Nearly 1/2 don’t know it.

Lillian Gelberg, UCLA

Recent government studies show that hepatitis C, which can destroy the liver and necessitate a liver transplant, now kills more American adults than AIDS, and new UCLA research shows just how prevalent the disease is among homeless adults in downtown Los Angeles.

In a study published in the July–August issue of Public Health Reports, researchers found that 26.7 percent of homeless adults tested and surveyed in downtown Los Angeles’ skid row were infected with the hepatitis C virus (HCV) — more than 10 times the 2 percent rate among the general U.S. population. Of those surveyed, 46.1 percent were unaware that they were infected. Four percent of the sample were HIV-positive.

Few of the infected homeless adults surveyed had ever received any treatment for their HCV, said Dr. Lillian Gelberg, professor of family medicine at the David Geffen School of Medicine at UCLA, who led the study with Dr. Marjorie Robertson of the Public Health Institute’s Alcohol Research Group. Less than 3 percent of those who knew they were infected had ever been treated.

“Their hepatitis C can result in high costs to the public and the health care system if progression of their disease is not halted through treatment,” said Gelberg, who is also a professor of public health at the UCLA Fielding School of Public Health. “The costs of their untreated hepatitis C may start escalating soon, as many are approaching 20 years of infection, which is the point at which we see escalating risk for liver cirrhosis and end-stage liver disease, requiring expensive health services utilization and liver transplantation.”

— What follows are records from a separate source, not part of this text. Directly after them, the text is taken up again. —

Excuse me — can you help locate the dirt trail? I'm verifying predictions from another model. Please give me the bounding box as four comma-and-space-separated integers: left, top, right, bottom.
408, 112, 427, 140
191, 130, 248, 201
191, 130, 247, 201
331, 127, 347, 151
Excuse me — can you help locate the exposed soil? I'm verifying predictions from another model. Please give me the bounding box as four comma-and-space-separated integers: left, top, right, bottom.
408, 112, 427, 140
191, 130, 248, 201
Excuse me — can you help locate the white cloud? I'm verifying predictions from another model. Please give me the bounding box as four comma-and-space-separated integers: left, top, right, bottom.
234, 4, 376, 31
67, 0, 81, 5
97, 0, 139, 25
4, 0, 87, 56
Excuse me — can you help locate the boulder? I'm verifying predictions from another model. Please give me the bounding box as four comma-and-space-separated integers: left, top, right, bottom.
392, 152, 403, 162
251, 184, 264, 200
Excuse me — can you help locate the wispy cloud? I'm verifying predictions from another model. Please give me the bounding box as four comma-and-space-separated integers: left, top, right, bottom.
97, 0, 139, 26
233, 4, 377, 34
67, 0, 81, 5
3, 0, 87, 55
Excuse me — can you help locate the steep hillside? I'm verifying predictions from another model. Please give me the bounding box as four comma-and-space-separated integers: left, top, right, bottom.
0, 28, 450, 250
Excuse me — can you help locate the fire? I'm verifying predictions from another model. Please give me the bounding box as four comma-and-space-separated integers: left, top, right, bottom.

The study surveyed 534 homeless adults from 41 shelters and meal programs in the skid row area between June 2003 and February 2004. Most were males and the majority were African Americans. Each was tested for hepatitis B and C and for HIV. Overall, the researchers found that HCV prevalence was significantly higher among those homeless individuals who had injected drugs or been in prison; who were 40 years of age and older; who had less education; or who were U.S.-born.